It’s kind of like running at altitude
Wednesday, January 4th, 2006
Here’s a comparison of today’s 60 minute treadmill run with an identical workout a year ago.
I haven’t been having very good workouts for quite a while, mostly going back to a round of something like bronchitis back in October. It was sort of like the flu, then got better, but never completely cleared out. I’m fine sitting around in the office, but in general I haven’t been breathing right for a while. My resting heart rate is 10-15 points high, and I feel like I’m running uphill or at altitude all the time.
Unfortunately, I don’t really have any “acute” medical symptoms either. I finally made an appointment to see a doctor last week, explaining it to the appointment desk as a followup to the bronchitis back in October. He seemed a bit puzzled about why I was there at first, since I look perfectly healthy and my vital signs look pretty typical. The health care system isn’t really set up for “consultative” visits, but one piece of data that turned up was that my peak flow rate for breathing is down about 25% compared with a visit a couple of years ago. (I had come in with a lingering cough and chest congestion after a trip to Beijing, which has notoriously bad air, so I wasn’t breathing very well then either.)
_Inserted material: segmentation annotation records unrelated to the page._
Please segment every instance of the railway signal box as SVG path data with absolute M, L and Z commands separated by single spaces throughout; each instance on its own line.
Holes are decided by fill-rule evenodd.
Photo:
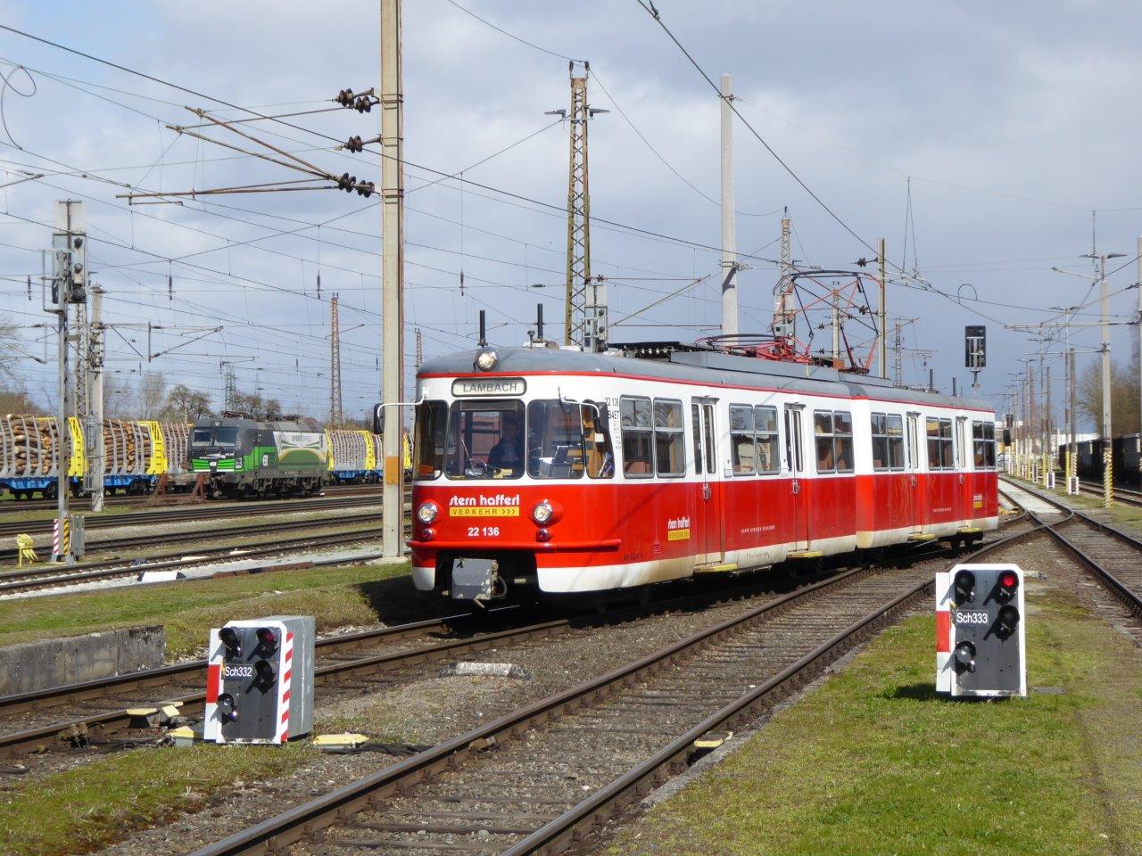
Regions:
M 210 631 L 202 737 L 284 743 L 313 729 L 314 621 L 278 615 Z
M 956 565 L 938 573 L 936 692 L 1027 695 L 1024 615 L 1018 565 Z

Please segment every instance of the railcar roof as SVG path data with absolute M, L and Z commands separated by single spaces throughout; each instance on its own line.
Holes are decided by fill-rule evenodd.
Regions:
M 645 360 L 620 354 L 585 354 L 562 348 L 521 348 L 492 346 L 499 362 L 496 374 L 528 373 L 598 373 L 634 374 L 664 380 L 687 380 L 695 383 L 726 386 L 759 386 L 765 388 L 885 398 L 916 404 L 941 404 L 966 410 L 992 410 L 989 402 L 979 398 L 952 397 L 942 393 L 927 393 L 894 387 L 882 378 L 846 374 L 836 369 L 780 363 L 756 357 L 735 356 L 719 352 L 674 352 L 668 360 Z M 463 350 L 433 357 L 420 365 L 417 377 L 431 374 L 471 374 L 480 350 Z
M 244 417 L 202 417 L 194 422 L 195 428 L 212 428 L 214 426 L 222 428 L 256 428 L 273 431 L 300 431 L 306 434 L 321 434 L 325 430 L 324 426 L 320 423 L 259 422 L 254 419 L 246 419 Z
Apparently, my current peak flow rate is reduced even further than that, which partially explains why I’m fine sitting around at the desk and why my normal easy aerobic paces are driving my heart rate up into LT-training range.
I’m doing various tests to get a better handle on how to address this. They mentioned that I could try an asthma inhaler, but I wanted to understand what’s going on before throwing medication at it, since I haven’t had any problems before other than seasonal allergies. In the meantime, I’m sort of an odd bird in the pulmonary lab, since although I feel crummy, my blood O2 is fine, my peak flow rate is still within “normal” ranges, and my spirometer test (lung capacity) is apparently still well above “normal”.
I’m going ahead with training for Big Sur, based on the fact that nothing major seems to be wrong, and the doctor seems confident that at worst we could treat it with an inhaler. In the meantime, I think I’m going to treat this a little like training at altitude, and dial down the paces and intensity so I don’t spend all my training time in high aerobic or LT ranges.